Il ne semble pas que PdG ait connu des conflits internes entraînant des ruptures. En revanche certains sujets ont été l’objet de débats contradictoires au sein de la rédaction. On notera par exemple les reproches virulents adressés par le syndicaliste Dan Gallin à Franco Crivelli, engagé dans l’association MédiCuba, pour un article jugé trop favorable au régime castriste (Nos 22 et 24/avril et juin 2004). Ou encore le souci de l’équipe rédactionnelle de ne pas se laisser entraîner dans des critiques trop virulentes envers le PSS.

Le système des dossiers qu’a adopté PdG comporte certes des dangers: celui de ressasser les mêmes thèmes, une tendance aussi à l’intellectualisme parfois indigeste. On peut cependant comprendre et approuver ce choix fondamental clairement explicité: «A l’époque de la surabondance médiatique, des journaux gratuits, de la télévision bavarde, qui tous, peu ou prou, reproduisent « le système bourgeois dominant », [nous avons le] projet de fournir un point de vue socialiste sur les grands enjeux qui nous entourent.» (No 56/mai 2007, supplément p. I). Le pari semble réussi.

 


[1] Cette contribution se fonde principalement sur la lecture et l’analyse du journal (du No 0/mars 2002 au No 83/décembre 2009), mais également sur un entretien oral avec Philipp Müller et André Mach, le 26 juin 2009 à Lausanne.

[2] On observera que la formulation épicène des mots (ex. employée-e-s) n’est pas systématique dans PdG. Je n’y recourrai qu’exceptionnellement, pour ne pas alourdir mon texte.
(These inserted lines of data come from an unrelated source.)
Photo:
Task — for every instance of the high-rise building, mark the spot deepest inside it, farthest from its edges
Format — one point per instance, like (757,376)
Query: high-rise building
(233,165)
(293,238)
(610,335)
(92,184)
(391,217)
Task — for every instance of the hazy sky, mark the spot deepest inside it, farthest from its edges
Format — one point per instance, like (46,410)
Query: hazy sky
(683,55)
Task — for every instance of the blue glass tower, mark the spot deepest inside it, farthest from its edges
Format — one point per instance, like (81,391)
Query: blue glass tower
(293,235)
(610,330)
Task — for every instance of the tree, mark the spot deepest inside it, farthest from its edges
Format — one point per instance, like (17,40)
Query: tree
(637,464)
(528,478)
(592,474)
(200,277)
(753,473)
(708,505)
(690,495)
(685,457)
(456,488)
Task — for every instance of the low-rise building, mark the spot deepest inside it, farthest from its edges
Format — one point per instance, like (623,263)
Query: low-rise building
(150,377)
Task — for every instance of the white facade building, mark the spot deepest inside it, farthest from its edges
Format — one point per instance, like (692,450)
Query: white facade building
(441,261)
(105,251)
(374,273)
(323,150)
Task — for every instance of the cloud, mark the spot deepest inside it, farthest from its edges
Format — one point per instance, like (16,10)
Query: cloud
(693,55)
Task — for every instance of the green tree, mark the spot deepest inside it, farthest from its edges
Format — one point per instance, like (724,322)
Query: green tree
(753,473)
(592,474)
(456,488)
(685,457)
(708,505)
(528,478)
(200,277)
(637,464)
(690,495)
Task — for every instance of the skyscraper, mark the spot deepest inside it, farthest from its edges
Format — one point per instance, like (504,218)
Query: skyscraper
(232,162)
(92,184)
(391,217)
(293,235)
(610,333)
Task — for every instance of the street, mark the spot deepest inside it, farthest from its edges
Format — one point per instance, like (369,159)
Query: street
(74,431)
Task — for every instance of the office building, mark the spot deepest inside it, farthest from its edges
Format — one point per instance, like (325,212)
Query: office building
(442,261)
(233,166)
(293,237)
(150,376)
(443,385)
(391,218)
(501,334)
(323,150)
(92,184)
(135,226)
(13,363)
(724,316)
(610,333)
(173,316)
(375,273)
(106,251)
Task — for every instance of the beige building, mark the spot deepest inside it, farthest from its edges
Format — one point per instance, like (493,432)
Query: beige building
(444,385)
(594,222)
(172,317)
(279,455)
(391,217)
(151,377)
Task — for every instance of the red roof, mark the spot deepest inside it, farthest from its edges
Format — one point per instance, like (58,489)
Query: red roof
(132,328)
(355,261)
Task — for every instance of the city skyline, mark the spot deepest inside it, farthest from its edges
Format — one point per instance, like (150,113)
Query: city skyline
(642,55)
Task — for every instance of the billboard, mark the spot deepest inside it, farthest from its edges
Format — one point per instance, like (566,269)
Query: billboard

[3] Remarquons par exemple que l’un des principaux animateurs de PdG entre 2001 et 2006, Philipp Müller, après sa formation en histoire économique, couronnée par un doctorat, et ses fonctions d’assistant à l’UNIL, est devenu collaborateur personnel de P.-Y. Maillard et, dès fin 2006, secrétaire-général adjoint du Département vaudois de la santé et de l’action sociale.

[4] La TSV a vu le jour le 22 septembre 1971 (sous ce titre dès le No 15 du 1er mai 1973), à la mort du journal socialiste Le Peuple-La Sentinelle. Son initiateur et principal animateur fut Pierre Aguet, secrétaire du PSV. Le dernier numéro (No 249) parut en novembre 1993. L’aventure de Jet d’Encre, qui se voulait «journal socialiste romand», a commencé en 1992 et s’est terminée déjà avec le No 35-36 de décembre 1993.